Using a special profiling technique, scientists at Princeton have determined the mechanism of action of a potent antibiotic, known as tropodithietic acid (TDA), leading them to uncover its hidden ability as a potential anticancer agent.
TDA is produced by marine bacteria belonging to the roseobacter family, which exist in a unique symbiosis with microscopic algae. The algae provide food for the bacteria, and the bacteria provide protection from the many pathogens of the open ocean.
"This molecule keeps everything out," said Mohammad Seyedsayamdost, an assistant professor of chemistry at Princeton and corresponding author on the study published in the Proceedings of the National Academy of Sciences. "How could something so small be so broad spectrum? That's what got us interested," he said.
Satellite images of Emiliania huxleyi blooms. Credit: NASA images
In collaboration with researchers in the laboratory of Zemer Gitai, an associate professor of molecular biology at Princeton, the team used a laboratory technique referred to as bacterial cytological profiling to investigate the mode of action of TDA. This method involves destroying bacterial cells with the antibiotic in the presence of a set of dyes, and then visually assessing the aftermath. "The key assumption is that dead cells that look the same probably died by the same mechanism," he said.
The team used three dyes to evaluate 13 different features of the deceased cells, such as cell membrane thickness and nucleoid area, comprising TDA's cytological profile. By comparing to profiles of known drugs, the researchers found a match with a class of compounds called polyethers, which possess anticancer activity.
Given their similar profiles, Seyedsayamdost and coworkers hypothesized that TDA might exhibit anticancer properties as well, and indeed observed its strong anticancer activity in a screen against 60 different cancer cell lines. "The strength of this profiling technique is that it tells you how to repurpose molecules," Seyedsayamdost said.
The researchers were surprised by the compounds' shared mode of action because unlike the small sized TDA, polyether compounds are quite large.
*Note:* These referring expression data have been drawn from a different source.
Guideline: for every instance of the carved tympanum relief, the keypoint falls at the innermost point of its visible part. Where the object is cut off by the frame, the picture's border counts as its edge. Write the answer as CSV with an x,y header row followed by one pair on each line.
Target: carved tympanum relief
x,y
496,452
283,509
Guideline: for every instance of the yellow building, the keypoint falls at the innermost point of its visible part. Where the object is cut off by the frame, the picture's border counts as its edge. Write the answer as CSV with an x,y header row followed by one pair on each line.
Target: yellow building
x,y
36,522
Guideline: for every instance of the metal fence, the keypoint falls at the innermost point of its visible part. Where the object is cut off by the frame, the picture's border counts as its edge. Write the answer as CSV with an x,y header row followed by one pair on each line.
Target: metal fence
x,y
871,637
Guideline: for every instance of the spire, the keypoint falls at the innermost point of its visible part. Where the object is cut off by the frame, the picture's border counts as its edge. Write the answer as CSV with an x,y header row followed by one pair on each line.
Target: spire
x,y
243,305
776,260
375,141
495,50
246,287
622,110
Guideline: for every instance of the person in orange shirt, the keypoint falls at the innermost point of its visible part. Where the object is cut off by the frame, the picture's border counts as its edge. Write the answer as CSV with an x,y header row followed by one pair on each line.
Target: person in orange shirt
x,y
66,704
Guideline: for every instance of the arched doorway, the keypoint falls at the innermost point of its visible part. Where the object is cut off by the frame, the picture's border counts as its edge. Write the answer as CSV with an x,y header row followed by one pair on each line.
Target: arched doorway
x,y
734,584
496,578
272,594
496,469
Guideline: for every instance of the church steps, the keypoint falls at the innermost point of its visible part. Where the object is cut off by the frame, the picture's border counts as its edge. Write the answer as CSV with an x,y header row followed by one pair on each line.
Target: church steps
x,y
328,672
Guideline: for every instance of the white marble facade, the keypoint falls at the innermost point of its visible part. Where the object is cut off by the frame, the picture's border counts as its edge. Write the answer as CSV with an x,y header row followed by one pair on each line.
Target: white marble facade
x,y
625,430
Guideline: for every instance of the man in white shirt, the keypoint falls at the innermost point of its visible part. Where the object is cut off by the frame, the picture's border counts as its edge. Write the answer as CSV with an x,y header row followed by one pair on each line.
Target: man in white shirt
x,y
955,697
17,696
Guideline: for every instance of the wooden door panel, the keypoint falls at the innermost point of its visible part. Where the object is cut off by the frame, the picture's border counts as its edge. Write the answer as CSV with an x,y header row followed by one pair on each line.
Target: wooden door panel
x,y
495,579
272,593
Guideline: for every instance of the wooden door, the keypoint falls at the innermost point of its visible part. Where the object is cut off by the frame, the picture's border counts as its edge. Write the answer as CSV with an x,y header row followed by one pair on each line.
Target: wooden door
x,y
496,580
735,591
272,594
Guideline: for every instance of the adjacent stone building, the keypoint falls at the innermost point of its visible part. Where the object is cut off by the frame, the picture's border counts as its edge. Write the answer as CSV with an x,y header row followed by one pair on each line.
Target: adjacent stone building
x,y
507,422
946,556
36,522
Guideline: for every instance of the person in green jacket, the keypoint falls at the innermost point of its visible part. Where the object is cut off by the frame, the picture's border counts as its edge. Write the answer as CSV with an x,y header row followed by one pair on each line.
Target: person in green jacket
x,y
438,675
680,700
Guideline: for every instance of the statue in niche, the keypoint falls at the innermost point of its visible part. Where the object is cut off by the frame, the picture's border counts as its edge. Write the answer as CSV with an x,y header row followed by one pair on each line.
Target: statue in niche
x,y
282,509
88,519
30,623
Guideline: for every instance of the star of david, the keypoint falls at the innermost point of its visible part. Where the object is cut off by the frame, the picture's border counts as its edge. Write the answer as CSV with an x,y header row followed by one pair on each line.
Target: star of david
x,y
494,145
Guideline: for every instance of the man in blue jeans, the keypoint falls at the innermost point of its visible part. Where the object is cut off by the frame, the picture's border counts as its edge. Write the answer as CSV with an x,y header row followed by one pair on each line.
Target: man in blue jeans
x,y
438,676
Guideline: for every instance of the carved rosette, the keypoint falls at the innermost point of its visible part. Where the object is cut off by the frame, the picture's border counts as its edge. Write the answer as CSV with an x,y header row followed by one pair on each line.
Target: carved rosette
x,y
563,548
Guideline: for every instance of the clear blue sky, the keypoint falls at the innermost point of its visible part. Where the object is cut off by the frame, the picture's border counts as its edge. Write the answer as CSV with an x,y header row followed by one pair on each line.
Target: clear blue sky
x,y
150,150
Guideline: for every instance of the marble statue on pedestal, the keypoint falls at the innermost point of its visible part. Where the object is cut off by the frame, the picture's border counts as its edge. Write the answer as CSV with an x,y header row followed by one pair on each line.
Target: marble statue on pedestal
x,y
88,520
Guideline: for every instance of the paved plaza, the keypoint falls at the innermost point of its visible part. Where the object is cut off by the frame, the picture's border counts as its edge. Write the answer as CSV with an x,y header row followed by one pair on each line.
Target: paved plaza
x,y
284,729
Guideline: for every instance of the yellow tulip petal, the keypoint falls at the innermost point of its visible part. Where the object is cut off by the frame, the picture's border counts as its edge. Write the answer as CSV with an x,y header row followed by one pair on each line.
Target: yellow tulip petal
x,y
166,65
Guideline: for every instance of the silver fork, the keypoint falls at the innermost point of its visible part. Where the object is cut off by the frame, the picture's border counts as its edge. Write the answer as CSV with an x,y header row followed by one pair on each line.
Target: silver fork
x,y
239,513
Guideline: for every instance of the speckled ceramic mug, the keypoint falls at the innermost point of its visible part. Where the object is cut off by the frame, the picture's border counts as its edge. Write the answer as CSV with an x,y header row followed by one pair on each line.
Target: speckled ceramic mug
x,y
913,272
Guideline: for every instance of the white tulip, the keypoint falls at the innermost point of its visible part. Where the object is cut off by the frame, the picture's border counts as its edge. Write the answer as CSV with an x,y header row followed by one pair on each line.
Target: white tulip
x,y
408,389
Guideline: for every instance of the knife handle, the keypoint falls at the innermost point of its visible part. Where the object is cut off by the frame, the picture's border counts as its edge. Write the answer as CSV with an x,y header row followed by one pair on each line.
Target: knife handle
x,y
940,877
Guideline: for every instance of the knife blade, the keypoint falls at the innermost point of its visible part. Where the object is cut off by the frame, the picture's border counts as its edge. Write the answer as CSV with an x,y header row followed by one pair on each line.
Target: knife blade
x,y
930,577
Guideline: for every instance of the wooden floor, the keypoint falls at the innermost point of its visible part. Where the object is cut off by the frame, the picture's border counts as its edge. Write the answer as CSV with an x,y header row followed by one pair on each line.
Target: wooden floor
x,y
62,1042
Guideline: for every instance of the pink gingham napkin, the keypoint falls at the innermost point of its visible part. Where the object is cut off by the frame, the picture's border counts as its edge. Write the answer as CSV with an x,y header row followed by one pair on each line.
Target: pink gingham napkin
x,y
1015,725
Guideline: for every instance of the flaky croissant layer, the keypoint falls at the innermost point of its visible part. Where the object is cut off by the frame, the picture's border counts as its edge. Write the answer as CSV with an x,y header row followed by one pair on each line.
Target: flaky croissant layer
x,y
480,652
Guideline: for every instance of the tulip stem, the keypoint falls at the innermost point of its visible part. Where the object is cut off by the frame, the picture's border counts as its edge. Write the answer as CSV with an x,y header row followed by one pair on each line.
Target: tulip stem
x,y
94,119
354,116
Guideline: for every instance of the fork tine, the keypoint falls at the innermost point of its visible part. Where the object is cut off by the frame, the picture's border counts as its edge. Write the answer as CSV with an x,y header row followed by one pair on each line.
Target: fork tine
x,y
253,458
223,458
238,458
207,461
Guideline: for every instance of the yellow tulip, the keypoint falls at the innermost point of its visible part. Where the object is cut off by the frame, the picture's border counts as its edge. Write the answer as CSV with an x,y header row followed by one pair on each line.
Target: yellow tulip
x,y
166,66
But through different chemical reactions, they are both able to cause chemical disruptions in the cell membrane that render the bacterium unable to produce the energy needed to perform critical tasks, such as cell division and making proteins.
In addition to TDA's killing mechanism, the researchers were interested in understanding the mechanism by which a bacterial strain could become resistant to the antibiotic. Particularly, they wondered how the marine roseobacter kept itself safe from the deadly antibiotic weapon that it produced.
The research team approached the task by probing the genes in roseobacter that synthesize TDA as well as the surrounding genes. They identified three nearby genes responsible for transport in and out of the cell, and upon transferring these specific genes to E. coli, were able to produce an elusive TDA resistant bacterial strain.
"We often look at natural products as black boxes," said Seyedsayamdost, "but these molecules have evolved for millennia to fulfill a certain function. By linking the unusual structural features of TDA to its mode of action, we have begun to explain why TDA looks the way it does."